The hero, Andrew Callahan, moves to Beijing to teach English at the elite international affairs university. A recent Harvard grad from Chicago, he secured a job with a top management consulting firm. A beloved professor suggests he first teach in China for a year to improve his Mandarin. It could only help with his career.
So Andrew flies to Beijing in the fall of 1998 and immediately meets a colorful group of foreign teachers like the veteran Tom Blum, who had been in China for decades since the thawing of Sino-U.S. relations in the 1970s, as well as the burly Will Carter, another teacher who had lived in a number of war-torn countries. He also gets to know locals like Lily Jiang, the dean’s assistant and daughter of China’s top general. As Andrew meets more people on campus and in Beijing as a whole, he soon finds himself recruited to smuggle Lily Jiang and her mother out of China while her father defects on a work trip to Washington, D.C.
Spacek’s novel is based on the true defection of a Chinese general.
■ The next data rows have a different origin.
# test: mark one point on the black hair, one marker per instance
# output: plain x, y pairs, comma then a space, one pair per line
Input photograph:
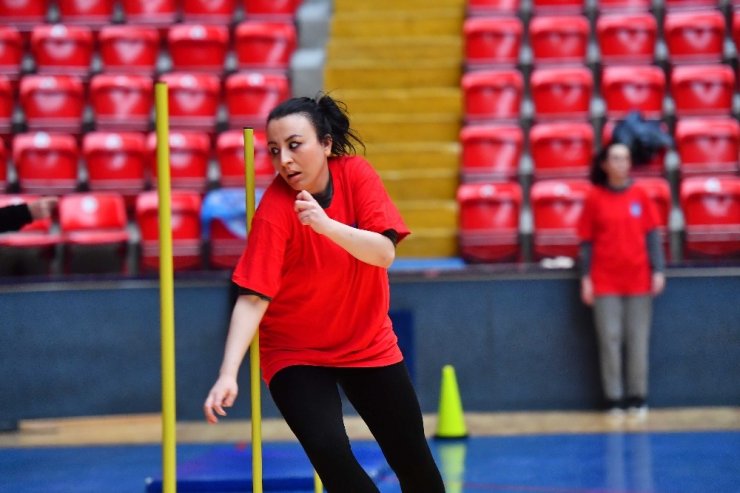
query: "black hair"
328, 117
597, 175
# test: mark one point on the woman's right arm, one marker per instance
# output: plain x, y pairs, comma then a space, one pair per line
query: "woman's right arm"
245, 319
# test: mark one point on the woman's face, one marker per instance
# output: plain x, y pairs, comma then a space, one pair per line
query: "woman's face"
297, 153
617, 164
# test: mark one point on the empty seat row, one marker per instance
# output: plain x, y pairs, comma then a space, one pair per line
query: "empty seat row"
490, 215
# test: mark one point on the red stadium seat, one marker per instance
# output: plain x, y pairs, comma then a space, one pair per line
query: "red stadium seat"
193, 100
186, 229
556, 208
60, 49
189, 155
264, 45
711, 208
490, 152
628, 88
230, 156
562, 149
492, 95
492, 7
626, 38
492, 41
117, 162
694, 36
30, 251
121, 101
92, 13
489, 221
708, 146
559, 39
94, 232
703, 90
198, 47
251, 95
208, 11
46, 163
129, 49
159, 13
52, 102
561, 93
11, 52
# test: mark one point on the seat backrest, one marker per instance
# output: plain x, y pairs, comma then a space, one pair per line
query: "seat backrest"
626, 38
559, 39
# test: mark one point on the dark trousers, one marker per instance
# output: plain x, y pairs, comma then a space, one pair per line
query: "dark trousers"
309, 400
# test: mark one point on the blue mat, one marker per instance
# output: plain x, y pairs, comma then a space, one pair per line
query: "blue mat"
285, 467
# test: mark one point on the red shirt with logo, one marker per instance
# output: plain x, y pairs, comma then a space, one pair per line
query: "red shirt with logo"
616, 222
327, 308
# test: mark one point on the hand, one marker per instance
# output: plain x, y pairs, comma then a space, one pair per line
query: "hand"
43, 207
310, 212
587, 290
658, 283
222, 394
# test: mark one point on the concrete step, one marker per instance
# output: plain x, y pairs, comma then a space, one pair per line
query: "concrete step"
376, 74
396, 48
397, 23
402, 100
388, 128
415, 156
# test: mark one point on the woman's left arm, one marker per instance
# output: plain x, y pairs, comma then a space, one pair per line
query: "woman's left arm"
367, 246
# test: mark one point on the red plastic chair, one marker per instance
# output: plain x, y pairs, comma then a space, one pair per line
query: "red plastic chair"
561, 93
230, 157
128, 49
694, 36
559, 39
562, 149
711, 208
122, 101
62, 49
251, 95
492, 95
628, 88
193, 100
489, 221
30, 251
208, 11
198, 47
264, 45
186, 229
46, 163
116, 161
703, 90
189, 155
556, 209
52, 102
94, 232
490, 152
492, 41
91, 13
626, 38
708, 146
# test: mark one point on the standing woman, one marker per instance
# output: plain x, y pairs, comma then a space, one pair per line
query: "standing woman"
314, 278
622, 269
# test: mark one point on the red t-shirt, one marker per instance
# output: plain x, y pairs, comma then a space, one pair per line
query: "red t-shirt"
327, 308
617, 222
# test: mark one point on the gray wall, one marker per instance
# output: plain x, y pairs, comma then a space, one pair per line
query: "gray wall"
517, 342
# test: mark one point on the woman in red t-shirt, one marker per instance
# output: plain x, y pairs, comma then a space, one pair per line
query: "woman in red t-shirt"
622, 269
313, 277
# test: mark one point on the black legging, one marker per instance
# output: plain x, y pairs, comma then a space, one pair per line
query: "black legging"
309, 400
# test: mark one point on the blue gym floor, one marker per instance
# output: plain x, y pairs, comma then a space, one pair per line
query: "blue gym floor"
684, 462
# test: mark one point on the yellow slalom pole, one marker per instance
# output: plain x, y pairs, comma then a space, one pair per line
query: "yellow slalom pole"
254, 349
166, 293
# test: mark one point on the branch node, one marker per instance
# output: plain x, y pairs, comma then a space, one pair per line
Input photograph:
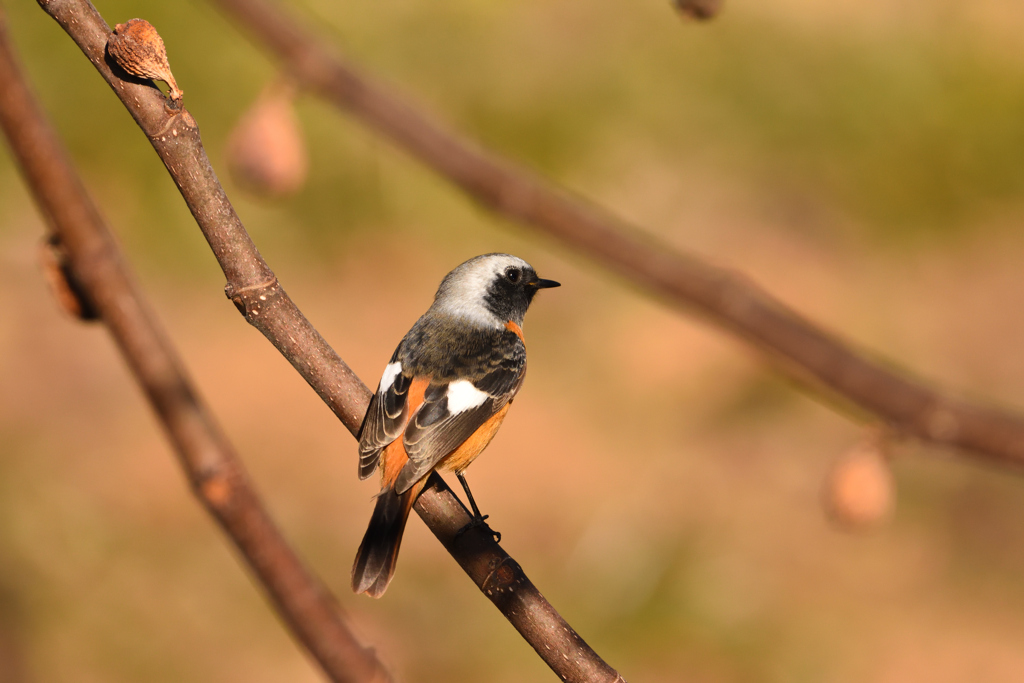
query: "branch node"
506, 574
250, 299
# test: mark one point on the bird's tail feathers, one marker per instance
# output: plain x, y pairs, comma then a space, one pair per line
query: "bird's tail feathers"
378, 554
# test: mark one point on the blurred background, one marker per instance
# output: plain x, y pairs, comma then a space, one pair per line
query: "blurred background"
656, 480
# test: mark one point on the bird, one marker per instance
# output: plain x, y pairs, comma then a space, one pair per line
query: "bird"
441, 397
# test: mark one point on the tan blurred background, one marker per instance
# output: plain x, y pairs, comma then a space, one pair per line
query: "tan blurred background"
860, 160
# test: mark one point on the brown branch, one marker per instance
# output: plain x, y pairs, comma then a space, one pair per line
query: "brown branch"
805, 351
255, 290
216, 474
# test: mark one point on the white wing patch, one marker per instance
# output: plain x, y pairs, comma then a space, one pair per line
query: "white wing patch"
463, 395
391, 371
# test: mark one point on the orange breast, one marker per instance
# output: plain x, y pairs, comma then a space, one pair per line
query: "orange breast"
512, 326
460, 459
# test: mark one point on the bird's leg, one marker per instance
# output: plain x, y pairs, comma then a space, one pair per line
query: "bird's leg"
478, 519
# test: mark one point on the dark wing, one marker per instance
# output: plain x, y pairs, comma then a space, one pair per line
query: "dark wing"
435, 430
386, 418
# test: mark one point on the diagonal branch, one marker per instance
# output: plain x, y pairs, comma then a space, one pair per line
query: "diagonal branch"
803, 349
215, 472
256, 292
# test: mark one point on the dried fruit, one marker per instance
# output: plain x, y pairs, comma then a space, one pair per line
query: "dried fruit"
137, 48
859, 491
56, 268
266, 154
698, 9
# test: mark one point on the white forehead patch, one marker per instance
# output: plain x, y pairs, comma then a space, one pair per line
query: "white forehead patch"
463, 395
463, 291
391, 371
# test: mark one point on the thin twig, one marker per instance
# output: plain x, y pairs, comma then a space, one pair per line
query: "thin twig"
216, 474
255, 290
803, 349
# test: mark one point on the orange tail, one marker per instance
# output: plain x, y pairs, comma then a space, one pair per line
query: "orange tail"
375, 561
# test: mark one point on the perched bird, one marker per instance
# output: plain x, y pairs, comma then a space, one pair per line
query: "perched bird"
441, 397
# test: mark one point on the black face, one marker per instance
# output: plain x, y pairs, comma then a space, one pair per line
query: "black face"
512, 291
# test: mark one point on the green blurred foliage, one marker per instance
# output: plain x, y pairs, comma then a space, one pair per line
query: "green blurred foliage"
679, 534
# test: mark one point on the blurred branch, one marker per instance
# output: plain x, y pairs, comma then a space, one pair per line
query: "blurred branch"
215, 472
803, 349
698, 9
256, 292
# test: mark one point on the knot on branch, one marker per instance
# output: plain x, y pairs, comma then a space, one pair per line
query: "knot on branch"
251, 300
505, 577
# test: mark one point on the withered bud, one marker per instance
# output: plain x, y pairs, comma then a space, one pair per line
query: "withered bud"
698, 9
66, 289
266, 154
137, 48
860, 492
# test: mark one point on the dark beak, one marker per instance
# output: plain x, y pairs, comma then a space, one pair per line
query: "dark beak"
543, 284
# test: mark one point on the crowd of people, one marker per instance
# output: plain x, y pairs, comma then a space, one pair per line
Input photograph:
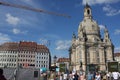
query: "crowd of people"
52, 75
80, 76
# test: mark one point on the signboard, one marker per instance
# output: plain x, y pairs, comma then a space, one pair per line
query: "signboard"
112, 66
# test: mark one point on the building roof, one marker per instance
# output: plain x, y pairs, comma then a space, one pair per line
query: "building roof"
23, 46
116, 54
63, 60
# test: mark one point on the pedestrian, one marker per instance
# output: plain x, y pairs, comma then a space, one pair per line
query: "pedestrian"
70, 76
97, 76
1, 75
82, 76
76, 76
52, 75
90, 76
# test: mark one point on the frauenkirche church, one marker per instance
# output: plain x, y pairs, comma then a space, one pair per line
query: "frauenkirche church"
88, 48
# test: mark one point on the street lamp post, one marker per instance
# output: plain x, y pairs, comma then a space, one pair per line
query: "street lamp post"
81, 67
55, 59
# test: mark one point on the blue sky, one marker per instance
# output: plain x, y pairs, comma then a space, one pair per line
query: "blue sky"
56, 31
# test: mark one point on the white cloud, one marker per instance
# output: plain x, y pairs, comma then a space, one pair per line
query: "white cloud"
11, 19
45, 41
117, 31
63, 45
4, 38
102, 27
18, 31
93, 2
117, 49
110, 11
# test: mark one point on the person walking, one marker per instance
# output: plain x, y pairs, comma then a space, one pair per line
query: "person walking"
1, 75
76, 76
115, 75
97, 76
90, 76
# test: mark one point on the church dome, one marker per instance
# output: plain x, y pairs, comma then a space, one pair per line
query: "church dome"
90, 27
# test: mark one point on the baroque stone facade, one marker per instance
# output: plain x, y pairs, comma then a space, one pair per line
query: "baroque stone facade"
88, 48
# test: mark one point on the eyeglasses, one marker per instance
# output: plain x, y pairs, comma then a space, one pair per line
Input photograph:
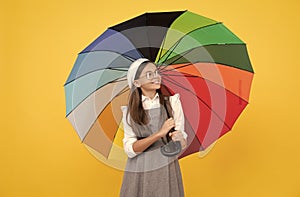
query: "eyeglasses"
150, 75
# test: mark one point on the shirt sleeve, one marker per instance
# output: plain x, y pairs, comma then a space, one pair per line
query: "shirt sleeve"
129, 136
178, 114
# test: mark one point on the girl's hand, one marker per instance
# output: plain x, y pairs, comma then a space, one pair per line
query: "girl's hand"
177, 136
167, 126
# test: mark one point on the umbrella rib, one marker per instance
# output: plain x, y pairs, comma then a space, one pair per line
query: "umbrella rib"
193, 76
107, 68
190, 50
114, 81
171, 81
177, 42
121, 54
101, 113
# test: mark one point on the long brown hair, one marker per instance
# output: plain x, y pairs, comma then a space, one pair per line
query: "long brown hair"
135, 105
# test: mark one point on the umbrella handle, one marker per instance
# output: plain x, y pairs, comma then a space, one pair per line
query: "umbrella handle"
171, 148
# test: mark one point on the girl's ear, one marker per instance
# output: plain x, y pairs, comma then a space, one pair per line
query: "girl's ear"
136, 83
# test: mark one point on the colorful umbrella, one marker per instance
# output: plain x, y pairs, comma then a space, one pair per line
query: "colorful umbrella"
199, 58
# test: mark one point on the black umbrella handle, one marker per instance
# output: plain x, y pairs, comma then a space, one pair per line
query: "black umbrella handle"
170, 148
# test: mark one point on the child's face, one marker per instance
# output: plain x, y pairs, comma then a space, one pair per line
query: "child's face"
149, 78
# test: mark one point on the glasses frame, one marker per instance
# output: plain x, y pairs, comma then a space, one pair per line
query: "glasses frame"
148, 77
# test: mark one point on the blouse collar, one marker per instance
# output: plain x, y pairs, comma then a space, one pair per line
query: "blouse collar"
147, 98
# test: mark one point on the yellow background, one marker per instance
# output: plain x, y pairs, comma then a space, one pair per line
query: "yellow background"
41, 155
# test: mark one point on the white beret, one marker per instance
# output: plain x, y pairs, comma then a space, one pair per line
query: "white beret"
132, 70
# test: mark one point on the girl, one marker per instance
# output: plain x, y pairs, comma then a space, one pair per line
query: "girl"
148, 172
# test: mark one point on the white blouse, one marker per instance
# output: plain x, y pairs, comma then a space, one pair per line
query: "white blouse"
178, 115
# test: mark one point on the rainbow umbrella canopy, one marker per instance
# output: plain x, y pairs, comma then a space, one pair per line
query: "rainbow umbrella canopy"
197, 57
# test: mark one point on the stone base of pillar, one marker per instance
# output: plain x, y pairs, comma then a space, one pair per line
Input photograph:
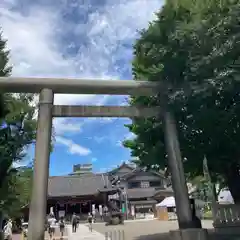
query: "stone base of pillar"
189, 234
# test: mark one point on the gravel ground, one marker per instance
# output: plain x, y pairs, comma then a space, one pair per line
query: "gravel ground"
153, 230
Andrew and Lily become an item, but he has to keep her in the dark when it comes to their escape plan. Any leak could ruin it not just for Andrew and Lily, but for her parents and a network of CIA operatives and reformers in the Chinese government. The story mainly takes place in Beijing, but Andrew and his escape crew end up in other cities as they try to keep one step ahead of the people who do not want them to leave China.
The story moves at a quick pace and there are plot twists along the way. It also takes place during the 1999 US bombing of the Chinese embassy in Belgrade, which sparked massive protests in Beijing at the U.S. embassy, among other places. Americans believed the CIA could easily have used an outdated map, but people in China were convinced the bombing was intentional. Spacek handles this issue very well, which is just one of the ways he presents a very balanced view of Sino-U.S. relations.
That said, it’s difficult for thrillers set in “contemporary” China to find homes in publishing these days what with the close relations between Hollywood and the Chinese government. Yet I’d argue that this story isn’t really contemporary since so much of it could not have happened today. Their internet access would not have been relegated to only Internet cafes and Lily would most certainly not have worked as an assistant in a university. There were also attendants on each hotel floor back then that would regularly bring thermoses of hot water to each room. Spacek includes all of these in his story, which are decidedly 1998-99, but I think people would be hard-pressed to find those in China today, at least not in the hotels where foreigners would stay.
Spy novel reviews should never include spoilers and I won’t do that here, but I think it’s all right to say that Spacek leaves the reader wanting and hoping for more. Let’s hope that wish comes true.
david yates says
sounds super my sorta tale – now would it be best on a kindle or the feel of paper in my hands?
Susan Blumberg-Kason says
I think either! It seems to be on sale on Kindle, although I personally prefer paper books because I think I retain the story better that way!